TF Lite quantized conv2d operator conversion

janimesh · May 21, 2019, 5:34am

Thanks @FrozenGene. I have two followup questions

Whats the current plan of expressing TVM compute for q_conv2d? Do you plan to write it from scratch? Or can we break it down into simpler operators using a Relay pass like simplify_inference (somewhat on the lines of gemmlowp).
Also thinking of generalizing this with other frameworks as well. Maybe, we should have a look at other frameworks and come up with one q_conv2d that works for all. For TF lite, we don’t need dequantization, but for others we might. In that case, we might need to enhance/break q_conv2d if it is not the right abstraction.

FrozenGene · May 21, 2019, 5:55am

q_conv2d's compute is very similar with conv2d. The changed place is we should care convolution computation part. i.e. data * weight will be changed into (data - input_zero_point).astype("int32) * (weight - kernel_zero_point).astype("int32). Then we call q_conv2d_requantize to quantize int32 into int8. Another place we should care is the pad. The pad value should be input_zero_point, not 0. I think we use one new op q_conv2d is reasonable. Because we found the optimization of q_conv2d has different places compared with conv2d.

Yes. we also consider other frameworks even other libraries such as QNNPACK. When to design the API, I keep in mind the API could be compatible with QNNPACK , though I don’t try integrating with QNNPACK, but it should be. Come back to dequantization, In TFLite, we have one op named as dequantize, which does the dequantization work. So, if we need dequantization, we need implement dequantize. If other frameworks need dequantize, we could combine q_conv2d + dequantize.

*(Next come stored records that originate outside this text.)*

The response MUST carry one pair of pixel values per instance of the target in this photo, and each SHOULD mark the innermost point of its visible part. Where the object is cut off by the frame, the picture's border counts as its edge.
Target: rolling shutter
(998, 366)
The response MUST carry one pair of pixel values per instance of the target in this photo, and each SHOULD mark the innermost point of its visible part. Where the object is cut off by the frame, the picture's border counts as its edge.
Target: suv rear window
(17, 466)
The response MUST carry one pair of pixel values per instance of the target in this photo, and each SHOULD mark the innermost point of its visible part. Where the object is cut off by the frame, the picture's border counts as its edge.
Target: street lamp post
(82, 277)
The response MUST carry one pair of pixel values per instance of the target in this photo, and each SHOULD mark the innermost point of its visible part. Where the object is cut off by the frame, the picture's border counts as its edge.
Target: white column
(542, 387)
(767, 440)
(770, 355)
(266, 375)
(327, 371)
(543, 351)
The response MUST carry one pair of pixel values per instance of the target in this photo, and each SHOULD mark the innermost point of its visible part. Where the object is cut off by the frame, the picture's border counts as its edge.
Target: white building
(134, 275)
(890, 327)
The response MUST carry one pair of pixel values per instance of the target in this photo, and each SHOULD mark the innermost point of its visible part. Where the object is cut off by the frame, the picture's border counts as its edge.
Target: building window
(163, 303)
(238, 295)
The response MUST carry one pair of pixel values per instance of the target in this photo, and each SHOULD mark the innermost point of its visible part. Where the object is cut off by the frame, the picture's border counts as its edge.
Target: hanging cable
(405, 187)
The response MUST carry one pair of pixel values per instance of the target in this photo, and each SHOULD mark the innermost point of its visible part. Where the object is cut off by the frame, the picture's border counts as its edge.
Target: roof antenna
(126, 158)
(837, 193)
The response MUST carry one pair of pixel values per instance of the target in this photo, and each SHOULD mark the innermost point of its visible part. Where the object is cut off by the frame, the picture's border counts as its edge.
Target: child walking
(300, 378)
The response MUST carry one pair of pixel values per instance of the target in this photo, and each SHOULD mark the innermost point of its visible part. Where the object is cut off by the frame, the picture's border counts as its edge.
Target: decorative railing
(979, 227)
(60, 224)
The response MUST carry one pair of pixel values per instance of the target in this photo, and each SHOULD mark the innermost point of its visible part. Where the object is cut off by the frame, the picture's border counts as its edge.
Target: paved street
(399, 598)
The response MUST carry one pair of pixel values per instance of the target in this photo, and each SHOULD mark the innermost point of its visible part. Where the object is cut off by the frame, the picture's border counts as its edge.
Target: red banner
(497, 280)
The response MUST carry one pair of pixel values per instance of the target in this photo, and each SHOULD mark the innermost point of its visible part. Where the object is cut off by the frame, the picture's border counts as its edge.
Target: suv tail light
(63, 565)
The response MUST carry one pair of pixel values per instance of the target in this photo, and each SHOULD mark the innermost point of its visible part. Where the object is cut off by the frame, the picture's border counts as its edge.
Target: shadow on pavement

janimesh · May 21, 2019, 6:08am

Do you think if we convert every multiply of data * weight to data - input_zero_point).astype("int32) * (weight - kernel_zero_point).astype("int32), it would result in bad performance? Because we have to subtract each element and that gets in the way of using Fused-Multiply-Accmulate? For example, it seems very unlikely that I can use Intel VNNI instruction with this type of compute.

That being said, I was able to work through the maths and break down the computation into actual conv2d between 2 int8 matrices and 3 other operators, which seems to me might be faster or more friendly to map to HW. I will write up the equations tomorrow in a pretty manner so that we can look at it together. We can have more discussion then.

Because we found the optimization of q_conv2d has different places compared with conv2d

Will it be possible to shed more light on this line? Which optimizations are these? Relay or TVM schedule? In case of TVM schedule, are you talking about any particular target?

Makes sense about the QNNPack and dequantization comment. Thanks for reminding about QNNPACK, will look into that as well.

Other question - Do you care about cases, where the output_min/max/scale etc are not given (does not happen in TF Lite)? In that case, we might need to calculate min/max with input/weight min/max. I don’t know if we should care about this scenario, but seems like MxNet has this configuration as well.

FrozenGene · May 21, 2019, 6:33am

We previously dig deeply when we want to improve performance, but we find we can’t omit this. We use tensorize to improve the performance. i.e. Firstly LOAD 8 elements then subtract it, then compute, then requantize. QNNPACK does it like this way too.

Our main focus target is ARM CPU. On ARM CPU, when to handle q_conv2d, if we want to get better performance compared with spatial pack, we have to tensorize. The optimization way is said before, we should LOAD 8 firstly, then subtract it, then compute, then requantize into int8. The spatial_pack's llvm codegen is not this, it will be LOAD, SUB, LOAD SUB and so on. If you want to improve performance on Intel CPU, I think you should tensorize too.

Output min / max / scale will always be given in TFLite model. If MXNet doesn’t have, we should calculate before pass into q_conv2d.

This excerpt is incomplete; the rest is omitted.